Norm is a wacko. He always uses those far fetched stats to predict games like, "The Rangers win 46% of games on turf east of the Mississippi river in the month of July." :nono:


----------



## jdh8668 (Nov 7, 2007)

I might be showing my age on this one, but I still miss Dizzy Dean & Pee Wee Reese doing the call on Saturday afternoon baseball.


----------



## Dr_Jim (Oct 11, 2008)

I guess I have a slightly different take on Sutton and Grace. I am in my mid fifties and have watched baseball basically all my life, so I really don't need someone to explain the infield fly rule and other basics. I certainly have a somewhat twisted sense of humor (I especially enjoyed the late Skip Caray, but had no need for Chip). As a result I like Sutton and Grace doing "stand-up" as I can see what is going on. And at the risk of being called a Communist (yes, again I am showing my age) I really have never cared for Vin Scully.


----------



## hdtvfan0001 (Jul 28, 2004)

Dr_Jim said:


> I guess I have a slightly different take on Sutton and Grace. I am in my mid fifties and have watched baseball basically all my life, so I really don't need someone to explain the infield fly rule and other basics. I certainly have a somewhat twisted sense of humor (*I especially enjoyed the late Skip Caray*, but had no need for Chip). As a result *I like Sutton and Grace doing "stand-up"* as I can see what is going on. And at the risk of being called a Communist (yes, again I am showing my age) *I really have never cared for Vin Scully*.

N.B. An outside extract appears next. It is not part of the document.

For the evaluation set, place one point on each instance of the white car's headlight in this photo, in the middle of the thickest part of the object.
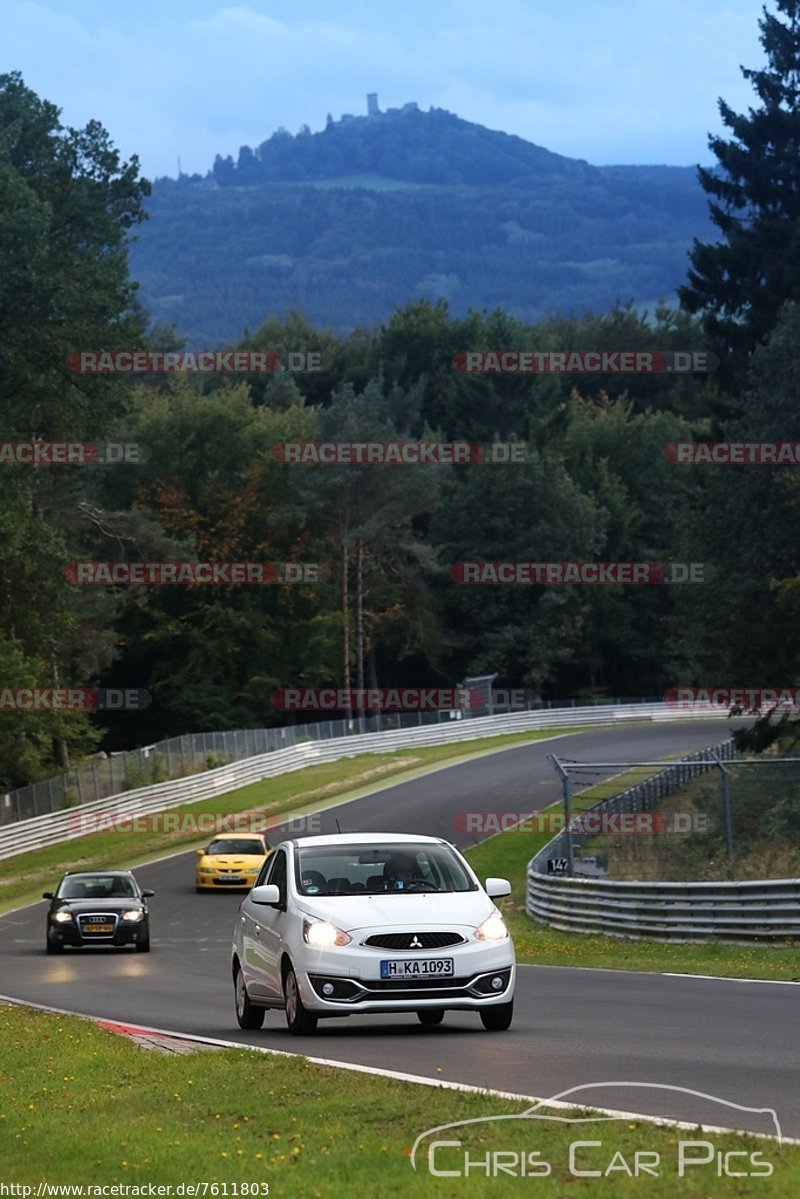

I pretty much see things the same way you do.


----------



## iceturkee (Apr 1, 2007)

Dr_Jim said:


> I guess I have a slightly different take on Sutton and Grace. I am in my mid fifties and have watched baseball basically all my life, so I really don't need someone to explain the infield fly rule and other basics. I certainly have a somewhat twisted sense of humor (I especially enjoyed the late Skip Caray, but had no need for Chip). As a result I like Sutton and Grace doing "stand-up" as I can see what is going on. And at the risk of being called a Communist (yes, again I am showing my age) I really have never cared for Vin Scully.


although, i understand baseball more than most, i still don't have a problem with broadcasters explaining bb terms for the novice fans.

and yes, i love sut and gracie. but i have been a mark grace fan since he first came up with the cubs.


----------



## mystic7 (Dec 9, 2007)

Dr_Jim said:


> I guess I have a slightly different take on Sutton and Grace. I am in my mid fifties and have watched baseball basically all my life, so I really don't need someone to explain the infield fly rule and other basics. I certainly have a somewhat twisted sense of humor (I especially enjoyed the late Skip Caray, but had no need for Chip). As a result I like Sutton and Grace doing "stand-up" as I can see what is going on. And at the risk of being called a Communist (yes, again I am showing my age) I really have never cared for Vin Scully.


Welcome, comrade!!! I've never cared for him either. I'll admit that he is one of the great broadcasters, but I personally can't take that endless drone of a voice constantly needing to fill every second of air time with words!


----------



## lwilli201 (Dec 22, 2006)

Here is a link to the dismissal and opportunities that may be available to Chip Caray.

http://www.foxnews.com/wires/2009Dec07/0,4670,FBCJimLitke120709,00.html


----------



## cheryl10 (Dec 15, 2009)

Who in their right mind would have hired Chip in the first place. He is as qualified as Sarah Palin is to teach Geography. Chip Caray will go down in history as the worst national announcer of all time. TBS was smart to finally fire him. He was terrible..


----------



## celticpride (Sep 6, 2006)

I miss curt gowdy!


----------